Political Participation
Political Theory
Social Justice
Decision Making
Power
Konrad Gürtler
Research Institute for Sustainability (RIFS) - Helmholtz Center Potsdam (GFZ)
Konrad Gürtler
Research Institute for Sustainability (RIFS) - Helmholtz Center Potsdam (GFZ)

Abstract

In recent years, transformation pathways are characterized by increasing attention to making them just and inclusive. Both political and academic debates reflect this priority. While there is wide agreement on the necessity of justice in transitions, different actors and individuals hold different ideas of what justice is, and which justice concerns should be prioritized. In politicized transition settings, diverging normative standpoints of what a just transition should like are at the heart of many conflicts. The phase-out of fossil industries, for instance, involves complex claims to justice which are often reduced to the dichotomy between local communities fearing to lose their jobs and climate justice groups fighting for emission reductions to prevent global harm. Decisions of what ought to be done are often not properly discussed and justified. And even if they are, conflictual settings are shaped by unequal power dynamics and uneven access to debates and decision-making arenas. The question of whose claims to justice should be weighed higher in these transitions arises, and it requires decision-makers to position themselves.
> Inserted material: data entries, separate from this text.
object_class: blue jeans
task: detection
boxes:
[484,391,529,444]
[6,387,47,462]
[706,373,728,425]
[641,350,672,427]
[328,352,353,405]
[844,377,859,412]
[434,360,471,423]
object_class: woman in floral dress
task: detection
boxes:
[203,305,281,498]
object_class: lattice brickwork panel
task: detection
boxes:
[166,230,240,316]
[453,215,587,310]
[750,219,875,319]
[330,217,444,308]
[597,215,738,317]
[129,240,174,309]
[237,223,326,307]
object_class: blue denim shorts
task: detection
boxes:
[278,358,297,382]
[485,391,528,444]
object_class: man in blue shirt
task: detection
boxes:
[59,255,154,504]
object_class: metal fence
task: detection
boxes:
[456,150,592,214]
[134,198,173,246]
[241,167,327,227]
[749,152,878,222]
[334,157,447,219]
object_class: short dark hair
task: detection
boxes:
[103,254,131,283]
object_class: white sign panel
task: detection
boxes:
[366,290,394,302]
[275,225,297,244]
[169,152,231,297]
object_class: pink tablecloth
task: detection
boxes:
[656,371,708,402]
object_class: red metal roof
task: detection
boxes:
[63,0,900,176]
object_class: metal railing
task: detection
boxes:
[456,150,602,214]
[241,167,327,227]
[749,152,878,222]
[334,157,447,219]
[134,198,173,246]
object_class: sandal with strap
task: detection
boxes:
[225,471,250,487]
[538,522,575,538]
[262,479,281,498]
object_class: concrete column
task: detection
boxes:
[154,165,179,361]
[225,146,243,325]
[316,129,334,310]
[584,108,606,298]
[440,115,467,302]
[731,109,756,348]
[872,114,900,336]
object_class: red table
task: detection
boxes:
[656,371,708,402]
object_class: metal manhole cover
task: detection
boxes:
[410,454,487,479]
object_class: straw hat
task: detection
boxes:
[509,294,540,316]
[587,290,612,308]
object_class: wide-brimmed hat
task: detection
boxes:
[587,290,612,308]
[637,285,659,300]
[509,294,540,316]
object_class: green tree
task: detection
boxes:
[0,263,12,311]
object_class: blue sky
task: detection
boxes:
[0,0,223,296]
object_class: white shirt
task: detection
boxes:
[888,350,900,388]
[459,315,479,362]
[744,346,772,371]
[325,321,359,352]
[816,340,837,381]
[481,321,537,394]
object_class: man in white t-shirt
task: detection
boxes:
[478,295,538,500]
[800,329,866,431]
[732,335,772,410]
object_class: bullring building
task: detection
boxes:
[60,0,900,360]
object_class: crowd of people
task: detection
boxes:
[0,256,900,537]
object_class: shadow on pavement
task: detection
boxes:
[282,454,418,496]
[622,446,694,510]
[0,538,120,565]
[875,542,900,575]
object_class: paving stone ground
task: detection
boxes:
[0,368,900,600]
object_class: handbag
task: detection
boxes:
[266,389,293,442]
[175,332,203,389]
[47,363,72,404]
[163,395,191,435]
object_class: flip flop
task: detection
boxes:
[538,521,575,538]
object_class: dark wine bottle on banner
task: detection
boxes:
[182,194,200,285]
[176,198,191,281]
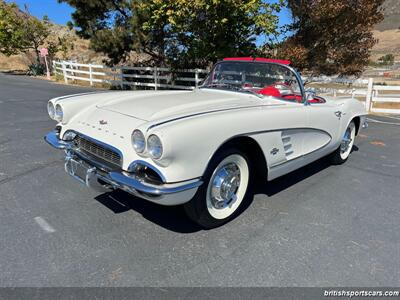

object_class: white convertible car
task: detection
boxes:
[45,57,366,228]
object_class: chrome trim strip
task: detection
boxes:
[63,130,124,166]
[44,130,70,149]
[109,172,203,196]
[146,104,285,132]
[44,131,203,197]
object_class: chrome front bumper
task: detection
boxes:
[44,131,203,205]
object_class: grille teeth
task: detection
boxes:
[74,135,121,167]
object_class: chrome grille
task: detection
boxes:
[74,135,122,167]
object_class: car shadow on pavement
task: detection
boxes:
[95,190,202,233]
[95,146,358,233]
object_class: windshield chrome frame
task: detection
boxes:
[199,60,308,105]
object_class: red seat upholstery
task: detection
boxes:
[257,86,281,97]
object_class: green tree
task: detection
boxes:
[0,0,50,63]
[378,54,394,66]
[278,0,384,75]
[59,0,281,66]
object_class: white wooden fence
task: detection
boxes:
[53,61,400,114]
[53,61,208,90]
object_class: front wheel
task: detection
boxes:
[184,148,250,228]
[332,121,356,165]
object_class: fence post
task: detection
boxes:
[194,69,199,89]
[61,61,68,84]
[365,78,374,112]
[119,67,124,90]
[89,64,93,86]
[154,67,158,90]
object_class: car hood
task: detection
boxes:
[97,89,260,121]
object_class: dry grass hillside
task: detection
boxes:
[0,0,400,71]
[0,25,105,71]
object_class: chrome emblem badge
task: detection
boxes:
[270,148,279,155]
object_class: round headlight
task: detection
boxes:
[132,129,146,153]
[147,134,163,159]
[54,104,64,122]
[47,101,56,120]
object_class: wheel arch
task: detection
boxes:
[205,135,268,180]
[350,116,361,135]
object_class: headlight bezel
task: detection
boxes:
[47,101,56,120]
[54,104,64,122]
[146,134,164,160]
[131,129,146,154]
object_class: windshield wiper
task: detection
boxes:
[200,83,264,98]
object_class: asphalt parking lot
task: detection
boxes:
[0,73,400,287]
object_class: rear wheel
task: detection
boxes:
[332,121,356,165]
[184,148,251,228]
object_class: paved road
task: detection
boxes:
[0,74,400,286]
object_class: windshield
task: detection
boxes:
[201,61,303,102]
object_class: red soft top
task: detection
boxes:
[224,57,291,65]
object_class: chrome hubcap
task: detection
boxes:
[340,128,353,154]
[211,163,240,209]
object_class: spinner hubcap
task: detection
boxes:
[210,163,240,209]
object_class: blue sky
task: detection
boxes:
[7,0,290,25]
[7,0,74,25]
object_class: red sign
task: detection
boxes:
[40,48,49,57]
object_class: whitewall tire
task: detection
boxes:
[184,148,251,228]
[332,121,356,165]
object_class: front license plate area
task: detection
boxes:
[65,158,90,184]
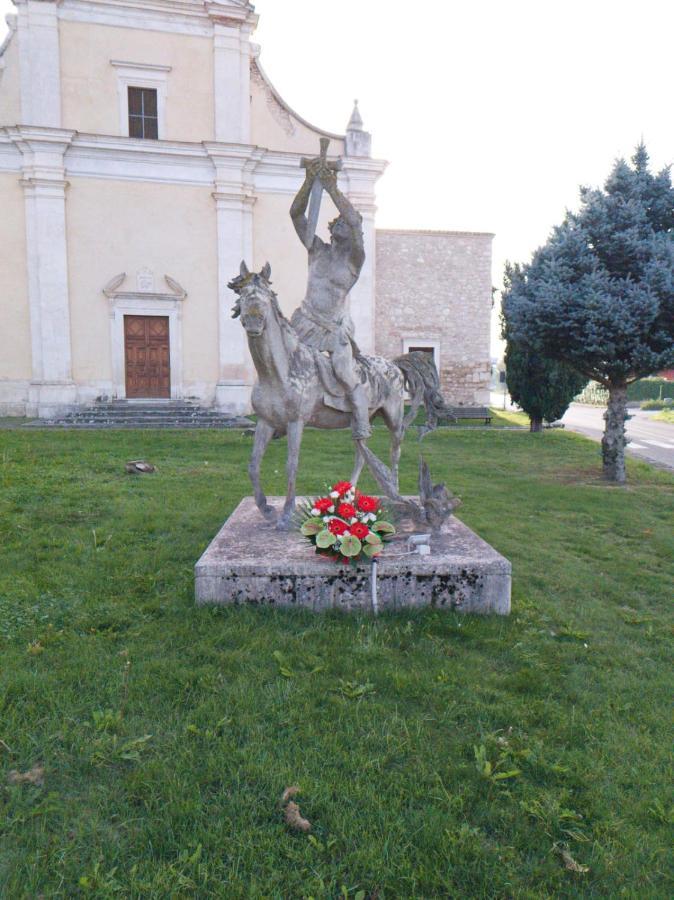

Energy policy and transition research has seen multifaceted contributions on energy justice or just transitions. However, the normative underpinnings of the justice conceptions that are used often remain insufficiently spelled out. Many studies notice a lack of justice in the cases that they study, yet it remains unclear against which principles of justice these statements are made. As energy policy researchers (not as political theorists), we ask ourselves how decision-makers then should make sense of all the, partially contradictory, justice claims that they have to deal with. To this end, we review what selected political theory contributions suggest as principles of prioritizing between justice claims if they stand in conflict with each other. We then study to what extent such prioritization proposals are reflected in the social science energy justice literature. While conclusive answers on how to prioritize between contradictory claims cannot be provided in this contribution, the aim is to identify those questions and considerations that have to be addressed to move forward towards pragmatic approaches of meaningfully engaging with diverse justice claims.